Fix: The bridge already uses waitUntil: 'networkidle'. For SPAs, add a wait action after navigation.
Element index not found
Cause: DOM tree stale; element was added after last updateTree().
Fix: Call getBrowserState (which refreshes the tree) before acting.
CORS errors in browser console
Cause: Page-Agent IIFE loaded from CDN on a strict CSP page.
Fix: The bridge injects via page.addScriptTag({ url: CDN_URL }) which usually bypasses CSP.
Headless vs headed mode
- Headed (
headless: false): You can watch the browser. Good for debugging. - Headless (
headless: true): Faster, good for CI.
Comparison with Other Tools
| Tool | DOM Type | LLM Required | Speed | Best For |
|---|---|---|---|---|
| Page-Agent Bridge | Text | Host (Claude) | Fast | Precise UI tasks, forms, data extraction |
/browse (gstack) | Visual + DOM | Host (Claude) | Medium | General QA, screenshots, visual checks |
| Playwright E2E | Code | None | Fastest | Repeatable CI suites, regression |
| Browser-Use | Text | External API | Medium | Complex multi-page research |
| Scrapy | Code | None | Fast | Large-scale crawling, pipelines |
Use this skill when:
- You want natural language scraping commands
- You don't want to write CSS selectors or XPath
- You need quick one-off data extraction to CSV
- You're iterating on frontend behavior and need verification
- You want structured text evidence (DOM snapshots) instead of screenshots
Bridge API Reference
POST /sessions
Launch a new browser session.
Body:
{ "url": "https://example.com", "headless": false, "viewport": { "width": 1280, "height": 720 } }
Response: { "id": "abc123", "url": "https://example.com" }
GET /sessions/:id/state
Get current browser state including simplified DOM text.

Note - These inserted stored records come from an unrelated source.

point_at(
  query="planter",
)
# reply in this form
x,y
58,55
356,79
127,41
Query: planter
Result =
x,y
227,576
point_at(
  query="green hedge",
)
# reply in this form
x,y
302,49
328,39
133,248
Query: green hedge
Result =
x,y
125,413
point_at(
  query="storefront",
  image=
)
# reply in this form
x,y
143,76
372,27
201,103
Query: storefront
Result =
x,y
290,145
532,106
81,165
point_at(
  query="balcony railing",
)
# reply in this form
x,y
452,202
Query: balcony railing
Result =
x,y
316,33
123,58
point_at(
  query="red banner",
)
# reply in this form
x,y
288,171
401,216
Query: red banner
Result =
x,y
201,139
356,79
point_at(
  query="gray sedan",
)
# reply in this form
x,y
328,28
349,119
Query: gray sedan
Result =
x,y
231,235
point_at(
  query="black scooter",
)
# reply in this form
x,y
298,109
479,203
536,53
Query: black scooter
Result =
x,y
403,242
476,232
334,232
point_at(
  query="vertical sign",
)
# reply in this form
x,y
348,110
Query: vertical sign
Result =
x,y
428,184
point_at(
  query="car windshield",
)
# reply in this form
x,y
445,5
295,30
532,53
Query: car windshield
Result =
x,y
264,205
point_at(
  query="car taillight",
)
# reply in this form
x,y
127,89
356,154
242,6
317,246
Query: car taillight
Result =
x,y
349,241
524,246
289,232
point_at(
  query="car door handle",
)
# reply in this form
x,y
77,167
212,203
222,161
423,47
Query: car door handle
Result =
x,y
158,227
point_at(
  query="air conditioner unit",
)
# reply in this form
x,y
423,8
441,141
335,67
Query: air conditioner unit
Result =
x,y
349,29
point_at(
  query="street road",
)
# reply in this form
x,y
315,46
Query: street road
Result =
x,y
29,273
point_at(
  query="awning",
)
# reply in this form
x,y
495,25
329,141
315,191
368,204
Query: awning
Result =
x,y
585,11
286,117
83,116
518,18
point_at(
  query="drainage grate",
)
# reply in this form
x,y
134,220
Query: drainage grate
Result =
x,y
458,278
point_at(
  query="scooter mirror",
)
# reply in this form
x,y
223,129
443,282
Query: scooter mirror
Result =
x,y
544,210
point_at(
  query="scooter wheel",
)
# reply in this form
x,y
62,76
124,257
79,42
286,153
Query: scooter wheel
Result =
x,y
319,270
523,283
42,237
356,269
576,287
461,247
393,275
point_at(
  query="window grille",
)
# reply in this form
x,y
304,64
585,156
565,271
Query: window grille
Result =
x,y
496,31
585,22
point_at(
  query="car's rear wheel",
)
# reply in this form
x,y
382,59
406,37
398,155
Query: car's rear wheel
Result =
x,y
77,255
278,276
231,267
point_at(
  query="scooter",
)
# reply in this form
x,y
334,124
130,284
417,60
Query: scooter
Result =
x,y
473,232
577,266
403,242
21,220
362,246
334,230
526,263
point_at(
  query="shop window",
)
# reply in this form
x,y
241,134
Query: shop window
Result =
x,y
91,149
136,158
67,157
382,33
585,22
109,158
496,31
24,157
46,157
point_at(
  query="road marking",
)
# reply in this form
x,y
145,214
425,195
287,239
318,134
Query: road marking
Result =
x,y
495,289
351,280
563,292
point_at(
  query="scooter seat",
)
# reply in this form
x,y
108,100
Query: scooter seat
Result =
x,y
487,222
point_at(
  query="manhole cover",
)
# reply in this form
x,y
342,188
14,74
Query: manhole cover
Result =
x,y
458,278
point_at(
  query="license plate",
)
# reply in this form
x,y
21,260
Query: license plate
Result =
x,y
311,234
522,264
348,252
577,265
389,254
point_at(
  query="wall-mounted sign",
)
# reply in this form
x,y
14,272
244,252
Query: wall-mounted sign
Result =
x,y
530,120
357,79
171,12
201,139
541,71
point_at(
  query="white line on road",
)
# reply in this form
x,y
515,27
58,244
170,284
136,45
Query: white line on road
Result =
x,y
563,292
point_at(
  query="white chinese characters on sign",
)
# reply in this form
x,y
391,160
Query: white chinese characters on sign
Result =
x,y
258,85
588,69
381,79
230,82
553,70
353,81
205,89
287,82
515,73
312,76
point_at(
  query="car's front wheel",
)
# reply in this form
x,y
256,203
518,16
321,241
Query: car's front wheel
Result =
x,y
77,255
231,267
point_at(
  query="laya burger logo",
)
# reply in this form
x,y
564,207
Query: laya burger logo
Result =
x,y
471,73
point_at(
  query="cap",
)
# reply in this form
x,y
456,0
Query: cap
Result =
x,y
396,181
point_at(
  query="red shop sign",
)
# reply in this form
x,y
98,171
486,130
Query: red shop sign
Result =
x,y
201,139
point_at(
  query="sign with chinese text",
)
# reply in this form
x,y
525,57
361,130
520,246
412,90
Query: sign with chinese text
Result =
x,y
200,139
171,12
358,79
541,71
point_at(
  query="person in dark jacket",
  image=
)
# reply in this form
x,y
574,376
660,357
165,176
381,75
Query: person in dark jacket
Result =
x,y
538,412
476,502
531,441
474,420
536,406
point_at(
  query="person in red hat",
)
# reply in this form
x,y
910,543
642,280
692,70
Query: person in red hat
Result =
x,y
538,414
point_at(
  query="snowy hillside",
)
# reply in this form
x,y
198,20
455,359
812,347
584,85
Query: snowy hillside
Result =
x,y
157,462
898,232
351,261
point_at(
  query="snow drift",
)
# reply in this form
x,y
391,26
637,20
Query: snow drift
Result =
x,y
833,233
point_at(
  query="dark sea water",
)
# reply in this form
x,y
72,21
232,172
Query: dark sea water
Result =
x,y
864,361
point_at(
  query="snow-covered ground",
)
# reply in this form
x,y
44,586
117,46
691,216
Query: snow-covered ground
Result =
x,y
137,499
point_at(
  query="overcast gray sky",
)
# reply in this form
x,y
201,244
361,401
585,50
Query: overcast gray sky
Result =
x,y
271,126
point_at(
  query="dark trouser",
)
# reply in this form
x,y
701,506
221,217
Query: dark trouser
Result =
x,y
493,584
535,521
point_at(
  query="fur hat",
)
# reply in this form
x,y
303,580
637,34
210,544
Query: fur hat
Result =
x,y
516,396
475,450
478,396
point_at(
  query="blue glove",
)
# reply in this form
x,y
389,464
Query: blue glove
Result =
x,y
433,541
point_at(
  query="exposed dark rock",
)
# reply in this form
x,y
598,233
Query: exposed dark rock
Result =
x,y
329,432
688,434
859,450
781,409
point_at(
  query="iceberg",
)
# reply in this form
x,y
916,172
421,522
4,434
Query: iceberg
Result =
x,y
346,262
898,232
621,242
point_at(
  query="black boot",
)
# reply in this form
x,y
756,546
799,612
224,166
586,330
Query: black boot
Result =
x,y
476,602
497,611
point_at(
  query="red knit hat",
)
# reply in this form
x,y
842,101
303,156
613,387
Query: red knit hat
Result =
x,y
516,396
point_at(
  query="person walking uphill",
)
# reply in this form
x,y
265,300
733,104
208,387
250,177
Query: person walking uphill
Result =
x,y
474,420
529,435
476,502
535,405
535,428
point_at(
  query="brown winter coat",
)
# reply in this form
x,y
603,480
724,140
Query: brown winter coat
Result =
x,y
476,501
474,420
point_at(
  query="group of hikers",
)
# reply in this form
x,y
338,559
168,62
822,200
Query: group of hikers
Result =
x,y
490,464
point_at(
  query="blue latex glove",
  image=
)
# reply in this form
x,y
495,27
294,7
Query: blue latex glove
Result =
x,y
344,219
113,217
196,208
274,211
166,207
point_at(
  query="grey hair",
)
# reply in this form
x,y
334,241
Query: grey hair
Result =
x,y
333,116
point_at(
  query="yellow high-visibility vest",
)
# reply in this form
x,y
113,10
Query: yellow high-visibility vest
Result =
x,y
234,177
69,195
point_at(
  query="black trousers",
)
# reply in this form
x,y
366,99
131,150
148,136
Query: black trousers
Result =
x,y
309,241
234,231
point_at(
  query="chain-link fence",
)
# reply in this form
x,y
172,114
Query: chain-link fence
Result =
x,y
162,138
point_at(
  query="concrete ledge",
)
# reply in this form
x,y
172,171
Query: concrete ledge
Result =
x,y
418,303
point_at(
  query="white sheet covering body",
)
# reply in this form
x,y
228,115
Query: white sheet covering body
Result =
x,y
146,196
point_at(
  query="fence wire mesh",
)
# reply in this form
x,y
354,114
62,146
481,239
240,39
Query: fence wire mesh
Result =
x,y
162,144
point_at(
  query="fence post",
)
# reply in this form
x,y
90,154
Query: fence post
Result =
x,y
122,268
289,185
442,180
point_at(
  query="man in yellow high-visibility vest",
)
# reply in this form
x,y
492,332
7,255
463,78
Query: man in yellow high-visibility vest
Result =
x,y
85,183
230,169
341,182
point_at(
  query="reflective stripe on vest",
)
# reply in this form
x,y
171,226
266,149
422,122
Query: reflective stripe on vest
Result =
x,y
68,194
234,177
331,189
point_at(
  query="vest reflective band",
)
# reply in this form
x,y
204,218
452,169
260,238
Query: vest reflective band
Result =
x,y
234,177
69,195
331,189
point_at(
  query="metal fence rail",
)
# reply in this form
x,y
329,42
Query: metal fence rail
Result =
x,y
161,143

Response: BrowserState object with url, title, header, content, footer.
POST /sessions/:id/act
Execute a Page-Agent action.
Body:
{ "action": "executeJavascript", "params": { "script": "return document.title;" } }
Response: { "success": true, "message": "✅ Executed JavaScript. Result: ..." }
POST /sessions/:id/navigate
Navigate to a new URL within the same session.
Body: { "url": "https://example.com/other" }
DELETE /sessions/:id
Close the browser tab and session.
POST /shutdown
Stop the bridge server and close all sessions.
GET /health
Health check. Returns { "status": "ok", "sessions": 0, "maxSessions": 5 }.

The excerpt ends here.